Like many men of his generation, racism stands as a formative experience for the young Thomas. In one passage, he writes that his grandfather—and others—must be “avenged” for how they were treated by whites.
But this was in 2007. These days, seven years after his book was published, Thomas is a bit more sanguine about his early life. Now, as Chris Moody reports for Yahoo News, he laments the extent to which the America today is race conscious. Like the Duck Dynasty patriarch, Thomas thinks racial difference was less salient in the 1960s than it is now:
“My sadness is that we are probably today more race and difference-conscious than I was in the 1960s when I went to school. To my knowledge, I was the first black kid in Savannah, Georgia, to go to a white school. Rarely did the issue of race come up,” Thomas said during a chapel service hosted by the non-denominational Christian university. “Now, name a day it doesn’t come up. Differences in race, differences in sex, somebody doesn’t look at you right, somebody says something. Everybody is sensitive.

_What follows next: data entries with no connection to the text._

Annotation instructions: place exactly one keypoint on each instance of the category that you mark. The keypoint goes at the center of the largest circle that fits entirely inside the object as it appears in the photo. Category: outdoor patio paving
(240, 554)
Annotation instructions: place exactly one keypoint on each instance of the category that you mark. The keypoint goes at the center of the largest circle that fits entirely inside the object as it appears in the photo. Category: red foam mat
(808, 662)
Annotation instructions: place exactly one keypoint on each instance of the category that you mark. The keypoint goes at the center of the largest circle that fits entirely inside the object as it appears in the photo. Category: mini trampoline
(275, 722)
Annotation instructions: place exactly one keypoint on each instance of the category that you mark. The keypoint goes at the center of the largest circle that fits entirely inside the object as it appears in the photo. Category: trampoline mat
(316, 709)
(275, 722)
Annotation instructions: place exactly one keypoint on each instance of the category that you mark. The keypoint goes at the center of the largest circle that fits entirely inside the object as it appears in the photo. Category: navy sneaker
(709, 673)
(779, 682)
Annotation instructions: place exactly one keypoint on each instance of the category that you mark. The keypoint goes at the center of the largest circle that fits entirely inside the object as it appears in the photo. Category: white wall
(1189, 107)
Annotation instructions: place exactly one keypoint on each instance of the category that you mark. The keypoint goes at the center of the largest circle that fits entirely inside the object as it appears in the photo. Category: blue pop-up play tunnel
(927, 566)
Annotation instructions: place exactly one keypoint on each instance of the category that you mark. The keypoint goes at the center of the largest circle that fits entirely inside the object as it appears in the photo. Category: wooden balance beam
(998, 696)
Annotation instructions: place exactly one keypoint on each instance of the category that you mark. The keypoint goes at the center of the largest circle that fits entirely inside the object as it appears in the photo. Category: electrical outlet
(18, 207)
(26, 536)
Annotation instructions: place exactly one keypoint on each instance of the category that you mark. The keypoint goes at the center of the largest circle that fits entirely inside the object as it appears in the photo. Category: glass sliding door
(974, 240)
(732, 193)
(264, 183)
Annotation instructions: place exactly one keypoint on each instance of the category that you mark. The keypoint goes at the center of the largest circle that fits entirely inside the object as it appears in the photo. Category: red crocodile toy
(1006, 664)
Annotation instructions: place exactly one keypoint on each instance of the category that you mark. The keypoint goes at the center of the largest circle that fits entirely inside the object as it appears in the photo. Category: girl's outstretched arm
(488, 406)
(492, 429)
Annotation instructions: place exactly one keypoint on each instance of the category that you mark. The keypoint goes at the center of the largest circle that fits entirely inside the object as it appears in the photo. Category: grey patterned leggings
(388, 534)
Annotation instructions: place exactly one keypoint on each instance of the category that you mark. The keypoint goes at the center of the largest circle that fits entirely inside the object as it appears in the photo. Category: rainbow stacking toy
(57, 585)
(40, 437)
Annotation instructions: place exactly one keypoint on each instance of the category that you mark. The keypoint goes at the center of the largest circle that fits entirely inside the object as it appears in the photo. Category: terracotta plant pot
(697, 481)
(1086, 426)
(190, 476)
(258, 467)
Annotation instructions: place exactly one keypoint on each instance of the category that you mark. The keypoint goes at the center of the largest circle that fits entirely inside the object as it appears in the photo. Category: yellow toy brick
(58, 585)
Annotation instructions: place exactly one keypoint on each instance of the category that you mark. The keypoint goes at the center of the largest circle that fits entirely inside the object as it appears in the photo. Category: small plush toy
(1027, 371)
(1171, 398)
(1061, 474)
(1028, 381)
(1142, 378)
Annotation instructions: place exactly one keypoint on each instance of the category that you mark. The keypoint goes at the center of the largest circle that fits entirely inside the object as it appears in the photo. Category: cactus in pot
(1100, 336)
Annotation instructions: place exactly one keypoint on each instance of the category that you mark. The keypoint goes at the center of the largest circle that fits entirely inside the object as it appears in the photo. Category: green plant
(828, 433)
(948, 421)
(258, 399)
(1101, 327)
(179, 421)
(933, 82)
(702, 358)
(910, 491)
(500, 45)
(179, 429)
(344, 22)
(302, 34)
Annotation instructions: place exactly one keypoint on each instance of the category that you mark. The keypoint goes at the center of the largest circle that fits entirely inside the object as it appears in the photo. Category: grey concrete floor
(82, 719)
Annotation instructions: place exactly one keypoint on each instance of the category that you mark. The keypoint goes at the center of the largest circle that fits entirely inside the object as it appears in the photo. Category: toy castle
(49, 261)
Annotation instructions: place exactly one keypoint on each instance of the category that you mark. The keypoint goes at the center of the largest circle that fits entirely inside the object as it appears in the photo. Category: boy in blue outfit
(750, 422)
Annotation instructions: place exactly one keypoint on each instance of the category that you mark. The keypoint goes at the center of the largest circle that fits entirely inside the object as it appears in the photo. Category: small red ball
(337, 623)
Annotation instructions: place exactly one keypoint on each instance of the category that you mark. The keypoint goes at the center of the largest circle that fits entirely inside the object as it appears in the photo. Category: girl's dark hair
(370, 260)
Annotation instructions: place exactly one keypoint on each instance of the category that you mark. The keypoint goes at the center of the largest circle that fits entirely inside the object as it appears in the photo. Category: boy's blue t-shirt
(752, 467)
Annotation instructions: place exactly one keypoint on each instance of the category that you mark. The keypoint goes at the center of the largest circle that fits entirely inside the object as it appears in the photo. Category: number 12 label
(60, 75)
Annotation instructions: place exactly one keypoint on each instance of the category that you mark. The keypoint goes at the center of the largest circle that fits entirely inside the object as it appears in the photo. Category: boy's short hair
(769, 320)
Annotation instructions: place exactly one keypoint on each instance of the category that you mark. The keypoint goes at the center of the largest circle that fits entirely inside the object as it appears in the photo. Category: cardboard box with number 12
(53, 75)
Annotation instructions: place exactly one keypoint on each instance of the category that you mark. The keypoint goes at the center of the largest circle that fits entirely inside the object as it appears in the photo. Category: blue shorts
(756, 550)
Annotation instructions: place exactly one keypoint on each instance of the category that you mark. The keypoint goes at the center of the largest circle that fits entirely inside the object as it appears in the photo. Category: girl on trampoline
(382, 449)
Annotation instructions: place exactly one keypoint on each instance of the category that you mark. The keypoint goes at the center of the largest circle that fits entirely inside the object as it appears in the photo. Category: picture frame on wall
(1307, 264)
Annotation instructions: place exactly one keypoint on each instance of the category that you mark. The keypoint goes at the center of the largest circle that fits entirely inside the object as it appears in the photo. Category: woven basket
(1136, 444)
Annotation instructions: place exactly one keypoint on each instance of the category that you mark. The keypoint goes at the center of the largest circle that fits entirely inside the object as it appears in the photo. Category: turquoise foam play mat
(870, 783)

I would be fascinated to know how Thomas squares this statement with the circle of his memoir, since—even if you buy the idea that Americans are too sensitive about race—it’s hard to see how race mattered less at a time when lives were governed by their racial background. And as the first black student at a white school in Savannah, it’s impossible to believe that his race wasn’t remarked on or mentioned.
To be fair, it’s not a surprise to hear this kind of rhetoric from Thomas. The second African American to serve on the Supreme Court, Thomas has long challenged the idea that race is a critical variable in today’s America. And as a member of the most powerful judicial body in the country, his views matter. To wit, in Shelby v. Holder, he voted to gut a key section of the Voting Rights Act, and in Fisher v. Texas, he denounced affirmative action in college admissions, and attacked its supporters as latter-day slave owners and segregationists.
My hunch is that this recollection might have more to do with Thomas’ ultra-conservative ideology than it does with the actual conditions of Savannah in the 1960s, especially given what he wrote in his autobiography. And indeed, while I have no doubt—as he says—that he has faced racism from liberal elites, I also wouldn’t be surprised if this weren’t lingering resentment over his controversial confirmation hearing.
One last point. Let’s say that Americans are more sensitive about race (and gender, and sexuality) than they were in the 1960s. This is a good thing. If blacks in Jim Crow Georgia were willing to answer to “boy” and shrug at “nigger,” it’s because they risked danger with any other reaction.
But that’s changed. We’ve advanced. And now blacks, as well as other minorities and women, feel entitled to public respect in a way that wasn’t true in the 1960s. In turn, there’s a public recognition that we should be sensitive to the concerns of these groups. This isn’t a setback—it’s progress.